Sehnsucht nach dem Kollektiv

von Norma Schneider

Mit »Die Inkommensurablen« legt Raphaela Edelbauer einen vielschichtigen Roman vor, der von queerem Leben im Wien der 1910er-Jahre, Mathematik, Psychoanalyse sowie Rausch und Manipulation erzählt.

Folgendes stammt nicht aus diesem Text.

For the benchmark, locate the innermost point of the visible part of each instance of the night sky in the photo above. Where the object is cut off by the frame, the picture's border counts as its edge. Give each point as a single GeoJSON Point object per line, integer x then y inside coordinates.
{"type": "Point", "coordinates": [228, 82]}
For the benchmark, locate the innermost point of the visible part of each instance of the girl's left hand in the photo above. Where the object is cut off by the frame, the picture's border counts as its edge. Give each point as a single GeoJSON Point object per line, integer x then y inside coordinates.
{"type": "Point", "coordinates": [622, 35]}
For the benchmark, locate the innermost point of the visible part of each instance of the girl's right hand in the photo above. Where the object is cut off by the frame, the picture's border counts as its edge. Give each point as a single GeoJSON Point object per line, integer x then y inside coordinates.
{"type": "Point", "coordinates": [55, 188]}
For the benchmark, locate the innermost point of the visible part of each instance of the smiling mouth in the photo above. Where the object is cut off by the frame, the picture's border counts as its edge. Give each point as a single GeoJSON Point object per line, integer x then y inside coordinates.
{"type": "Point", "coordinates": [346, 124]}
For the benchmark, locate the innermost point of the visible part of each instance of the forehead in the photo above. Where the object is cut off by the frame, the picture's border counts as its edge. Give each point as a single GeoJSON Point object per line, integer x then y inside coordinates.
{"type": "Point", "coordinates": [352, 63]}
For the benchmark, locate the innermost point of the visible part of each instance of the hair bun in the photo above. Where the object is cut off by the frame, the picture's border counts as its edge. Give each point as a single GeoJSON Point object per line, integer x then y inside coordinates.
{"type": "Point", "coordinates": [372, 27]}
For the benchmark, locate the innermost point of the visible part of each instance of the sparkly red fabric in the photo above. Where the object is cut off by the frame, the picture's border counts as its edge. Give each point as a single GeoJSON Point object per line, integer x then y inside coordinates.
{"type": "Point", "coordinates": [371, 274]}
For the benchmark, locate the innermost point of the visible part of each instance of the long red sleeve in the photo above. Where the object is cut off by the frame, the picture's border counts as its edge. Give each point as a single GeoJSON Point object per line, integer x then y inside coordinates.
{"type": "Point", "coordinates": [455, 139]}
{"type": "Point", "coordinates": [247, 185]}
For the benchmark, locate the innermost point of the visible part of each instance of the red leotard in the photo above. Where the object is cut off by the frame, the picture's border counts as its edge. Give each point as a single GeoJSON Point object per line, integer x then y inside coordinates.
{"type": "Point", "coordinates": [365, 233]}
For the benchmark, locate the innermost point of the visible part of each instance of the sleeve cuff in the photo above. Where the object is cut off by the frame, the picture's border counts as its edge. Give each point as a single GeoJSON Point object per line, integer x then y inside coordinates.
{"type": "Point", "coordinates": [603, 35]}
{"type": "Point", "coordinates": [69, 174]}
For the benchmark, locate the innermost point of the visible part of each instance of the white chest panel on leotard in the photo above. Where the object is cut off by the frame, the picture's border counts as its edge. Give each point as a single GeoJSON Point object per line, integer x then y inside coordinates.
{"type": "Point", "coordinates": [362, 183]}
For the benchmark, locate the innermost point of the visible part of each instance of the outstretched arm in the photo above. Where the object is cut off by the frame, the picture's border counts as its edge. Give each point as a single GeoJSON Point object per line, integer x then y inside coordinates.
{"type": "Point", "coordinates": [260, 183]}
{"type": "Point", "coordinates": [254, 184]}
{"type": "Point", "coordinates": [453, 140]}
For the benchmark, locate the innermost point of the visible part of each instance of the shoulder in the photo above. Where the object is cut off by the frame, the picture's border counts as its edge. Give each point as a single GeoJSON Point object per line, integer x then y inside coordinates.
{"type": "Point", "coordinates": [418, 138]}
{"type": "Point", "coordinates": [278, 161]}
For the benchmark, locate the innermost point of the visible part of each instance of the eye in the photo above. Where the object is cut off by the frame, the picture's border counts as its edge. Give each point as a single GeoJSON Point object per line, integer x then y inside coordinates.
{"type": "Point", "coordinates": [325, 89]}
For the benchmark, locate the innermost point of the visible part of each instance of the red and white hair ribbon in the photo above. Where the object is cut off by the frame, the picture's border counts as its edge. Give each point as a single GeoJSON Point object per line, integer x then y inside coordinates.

Anfang August 1914 begrüßen jubelnde Menschen auf den Straßen Wiens den Beginn des Krieges. In nationalistischem Taumel fühlen sie sich als Gemeinschaft. Der Einzelne scheint nun in der Masse, im Volk aufzugehen – egal ob Proletarierin oder Studentin, Adliger oder Bauernknecht, denn jetzt zählt nur noch der Krieg, die Nation. Diese Euphorie zu Kriegsbeginn wird häufig als »August­erlebnis« bezeichnet und ist Basis nationalistischer Mythen, in denen weder diejenigen vorkommen, die gegen den Krieg waren, noch diejenigen, die nicht mitgemeint waren, wenn von Volk und Nation die Rede war. Wie viel von der Masseneuphorie real und wie viel Inszenierung war, ist in der Forschung umstritten. Doch das Gefühl vieler, Teil von etwas Größerem, von einem Volk, einer Nation zu sein, ist bekanntermaßen durchaus ein reales und gefährliches Phänomen. Gustave Le Bon beschrieb bereits 1895 in seinem Werk Psychologie der Massen, dass und wie Menschen in einer Masse ihre Fähigkeit zum kritischen Denken einbüßen, leicht beeinflussbar werden und sich zu »primitivem« Verhalten hinreißen lassen können.